Because cancellations could lead to less profit for a hotel, we can also explore if cancellations are more frequent at city vs. resort hotels. Because is_canceled is a binary variable, we can view the proportion of cancellations by hotel type just by taking the mean of the is_canceled variable!

Code
df_clean %>%
  group_by(hotel) %>%
  summarize(n = n(), prop_canceled = mean(is_canceled))

From this analysis, we can see that approximately 30% of bookings made at city hotels are canceled compared to 23.5% of bookings at resort hotels.

Repeated Stays

Finally, in the hotel industry loyalty to a hotel is important. Therefore, we can explore if there are any differences in the proportion of bookings that are repeated stays between city and resort hotels.

Code
df_clean %>%
  group_by(hotel) %>%
  summarize(n = n(), prop_repeated = mean(is_repeated_guest))

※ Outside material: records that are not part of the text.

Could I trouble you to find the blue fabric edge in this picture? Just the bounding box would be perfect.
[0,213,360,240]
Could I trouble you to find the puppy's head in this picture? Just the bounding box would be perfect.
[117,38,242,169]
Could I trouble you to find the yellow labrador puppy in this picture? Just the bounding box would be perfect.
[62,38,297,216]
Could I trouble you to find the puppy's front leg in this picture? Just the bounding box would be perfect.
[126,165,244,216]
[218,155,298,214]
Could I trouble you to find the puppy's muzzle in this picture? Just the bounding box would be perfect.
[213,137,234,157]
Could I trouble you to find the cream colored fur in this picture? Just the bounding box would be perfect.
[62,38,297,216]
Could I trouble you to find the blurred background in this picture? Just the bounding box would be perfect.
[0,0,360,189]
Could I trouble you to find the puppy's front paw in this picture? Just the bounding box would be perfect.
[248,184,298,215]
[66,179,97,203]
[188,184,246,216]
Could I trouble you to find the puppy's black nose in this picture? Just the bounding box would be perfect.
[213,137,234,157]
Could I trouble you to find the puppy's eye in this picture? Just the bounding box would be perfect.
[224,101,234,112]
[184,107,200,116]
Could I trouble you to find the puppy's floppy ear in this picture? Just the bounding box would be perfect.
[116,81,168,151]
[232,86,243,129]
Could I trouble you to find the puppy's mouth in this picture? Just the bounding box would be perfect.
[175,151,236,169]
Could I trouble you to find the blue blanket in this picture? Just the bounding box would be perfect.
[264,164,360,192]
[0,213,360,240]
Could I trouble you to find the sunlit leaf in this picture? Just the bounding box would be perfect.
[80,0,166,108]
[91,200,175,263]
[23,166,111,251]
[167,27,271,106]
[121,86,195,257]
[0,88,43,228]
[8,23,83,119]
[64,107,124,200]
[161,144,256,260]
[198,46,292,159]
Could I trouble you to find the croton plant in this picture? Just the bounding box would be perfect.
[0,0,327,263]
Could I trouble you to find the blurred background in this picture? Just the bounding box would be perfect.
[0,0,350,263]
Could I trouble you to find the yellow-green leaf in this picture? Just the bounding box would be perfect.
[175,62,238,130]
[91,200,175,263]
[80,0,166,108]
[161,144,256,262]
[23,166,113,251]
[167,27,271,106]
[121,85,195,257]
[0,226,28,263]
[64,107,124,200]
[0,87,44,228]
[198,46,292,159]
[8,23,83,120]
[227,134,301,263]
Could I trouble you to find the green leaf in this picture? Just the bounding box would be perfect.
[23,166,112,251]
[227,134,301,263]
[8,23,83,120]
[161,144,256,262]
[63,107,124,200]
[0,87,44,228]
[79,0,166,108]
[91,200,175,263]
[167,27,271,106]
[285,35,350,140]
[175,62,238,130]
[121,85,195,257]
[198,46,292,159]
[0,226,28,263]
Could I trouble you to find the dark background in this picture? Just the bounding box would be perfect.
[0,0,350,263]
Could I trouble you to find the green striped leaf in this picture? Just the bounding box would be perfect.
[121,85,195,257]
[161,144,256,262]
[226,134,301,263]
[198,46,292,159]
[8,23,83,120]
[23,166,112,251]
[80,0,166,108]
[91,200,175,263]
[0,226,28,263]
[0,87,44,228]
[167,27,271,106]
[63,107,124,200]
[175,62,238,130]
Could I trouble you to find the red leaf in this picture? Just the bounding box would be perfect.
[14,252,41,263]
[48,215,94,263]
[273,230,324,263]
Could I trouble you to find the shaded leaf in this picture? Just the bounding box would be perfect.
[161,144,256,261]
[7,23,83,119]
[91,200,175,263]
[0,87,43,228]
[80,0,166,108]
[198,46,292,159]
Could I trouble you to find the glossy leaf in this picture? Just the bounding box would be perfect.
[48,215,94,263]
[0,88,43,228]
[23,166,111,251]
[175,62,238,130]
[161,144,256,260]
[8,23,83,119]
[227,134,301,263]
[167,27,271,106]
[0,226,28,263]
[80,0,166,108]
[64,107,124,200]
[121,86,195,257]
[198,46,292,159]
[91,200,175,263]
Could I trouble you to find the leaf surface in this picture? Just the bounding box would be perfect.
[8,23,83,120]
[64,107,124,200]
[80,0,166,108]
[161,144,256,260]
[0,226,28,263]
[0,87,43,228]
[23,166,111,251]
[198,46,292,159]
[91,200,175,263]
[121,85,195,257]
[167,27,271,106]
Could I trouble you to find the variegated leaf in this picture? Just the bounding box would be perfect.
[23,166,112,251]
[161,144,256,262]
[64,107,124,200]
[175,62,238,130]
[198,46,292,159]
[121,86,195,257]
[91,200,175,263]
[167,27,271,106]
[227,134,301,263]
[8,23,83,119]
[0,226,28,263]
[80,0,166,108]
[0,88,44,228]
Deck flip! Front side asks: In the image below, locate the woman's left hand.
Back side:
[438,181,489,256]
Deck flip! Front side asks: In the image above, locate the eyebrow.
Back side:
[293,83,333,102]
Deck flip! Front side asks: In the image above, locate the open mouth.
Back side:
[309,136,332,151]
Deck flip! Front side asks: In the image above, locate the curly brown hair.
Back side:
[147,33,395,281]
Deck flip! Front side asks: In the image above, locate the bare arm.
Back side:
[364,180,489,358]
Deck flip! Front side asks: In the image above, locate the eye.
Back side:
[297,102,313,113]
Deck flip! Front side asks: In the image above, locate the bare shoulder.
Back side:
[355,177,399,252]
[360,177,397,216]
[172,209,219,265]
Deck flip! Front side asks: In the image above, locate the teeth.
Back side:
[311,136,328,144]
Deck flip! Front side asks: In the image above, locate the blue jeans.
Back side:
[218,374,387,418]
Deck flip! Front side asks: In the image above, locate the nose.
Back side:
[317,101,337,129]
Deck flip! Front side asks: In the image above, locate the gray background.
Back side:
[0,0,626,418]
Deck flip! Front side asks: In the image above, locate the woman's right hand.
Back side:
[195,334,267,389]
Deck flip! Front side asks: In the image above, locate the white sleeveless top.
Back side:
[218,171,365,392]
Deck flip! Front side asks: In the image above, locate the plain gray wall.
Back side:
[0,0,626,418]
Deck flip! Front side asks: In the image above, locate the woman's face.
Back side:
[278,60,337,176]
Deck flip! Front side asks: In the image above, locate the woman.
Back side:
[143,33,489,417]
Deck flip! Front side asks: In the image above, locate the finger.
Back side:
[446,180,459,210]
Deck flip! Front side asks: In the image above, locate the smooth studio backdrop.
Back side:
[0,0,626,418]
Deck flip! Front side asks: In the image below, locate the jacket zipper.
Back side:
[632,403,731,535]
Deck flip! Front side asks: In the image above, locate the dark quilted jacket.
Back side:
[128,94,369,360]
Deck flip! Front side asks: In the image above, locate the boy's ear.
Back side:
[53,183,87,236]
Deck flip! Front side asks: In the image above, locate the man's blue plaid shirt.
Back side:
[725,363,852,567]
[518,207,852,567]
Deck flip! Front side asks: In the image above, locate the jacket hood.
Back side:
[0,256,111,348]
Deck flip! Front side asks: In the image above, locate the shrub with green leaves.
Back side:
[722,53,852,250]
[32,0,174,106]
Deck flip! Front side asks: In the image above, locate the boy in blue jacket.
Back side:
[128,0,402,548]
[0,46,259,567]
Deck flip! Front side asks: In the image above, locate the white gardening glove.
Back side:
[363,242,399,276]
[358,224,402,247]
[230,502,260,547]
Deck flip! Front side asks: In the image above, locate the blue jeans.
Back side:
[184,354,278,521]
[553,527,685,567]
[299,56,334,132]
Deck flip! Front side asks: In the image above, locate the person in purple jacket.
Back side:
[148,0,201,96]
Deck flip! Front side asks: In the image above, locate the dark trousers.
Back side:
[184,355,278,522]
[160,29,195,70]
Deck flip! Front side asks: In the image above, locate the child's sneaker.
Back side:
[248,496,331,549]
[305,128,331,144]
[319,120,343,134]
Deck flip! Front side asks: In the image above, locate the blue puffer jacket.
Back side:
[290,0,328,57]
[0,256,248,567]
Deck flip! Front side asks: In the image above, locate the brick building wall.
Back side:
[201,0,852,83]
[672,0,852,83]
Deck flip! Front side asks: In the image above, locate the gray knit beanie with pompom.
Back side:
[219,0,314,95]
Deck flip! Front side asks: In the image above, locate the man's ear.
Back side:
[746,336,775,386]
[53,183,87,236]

From this analysis, we can see that the bookings in this dataset were predominantly first-time stays. However, it is interesting to see that resort hotels have a slightly higher proportion of repeat guests. It would be interesting to know which external factors, such as hotel competition, influence the decision to repeat a stay at a hotel.

Conclusion

From this analysis, we found that:

  • The hotel bookings dataset contains more bookings for city hotels than resort hotels.

  • For both city and resort hotels, the peak booking months are July and August, likely corresponding with summer vacations. For resort hotels, bookings remain fairly stable in the other months, but city hotels experience a lull in winter (November - January) and begin to see increasing bookings in February.

  • In general, the average and median stay for both city and hotel bookings are less than one week, but the total stay for resort hotels is ~1 day longer than city hotels.

  • Overall, most hotel bookings are for two adults. The largest city hotel booking is much smaller than the largest resort hotel booking.

  • There appears to be slightly more cancellations that happen at city hotels, and resort hotels appear to have slightly higher customer loyalty, as measured by the proportion of repeat customers.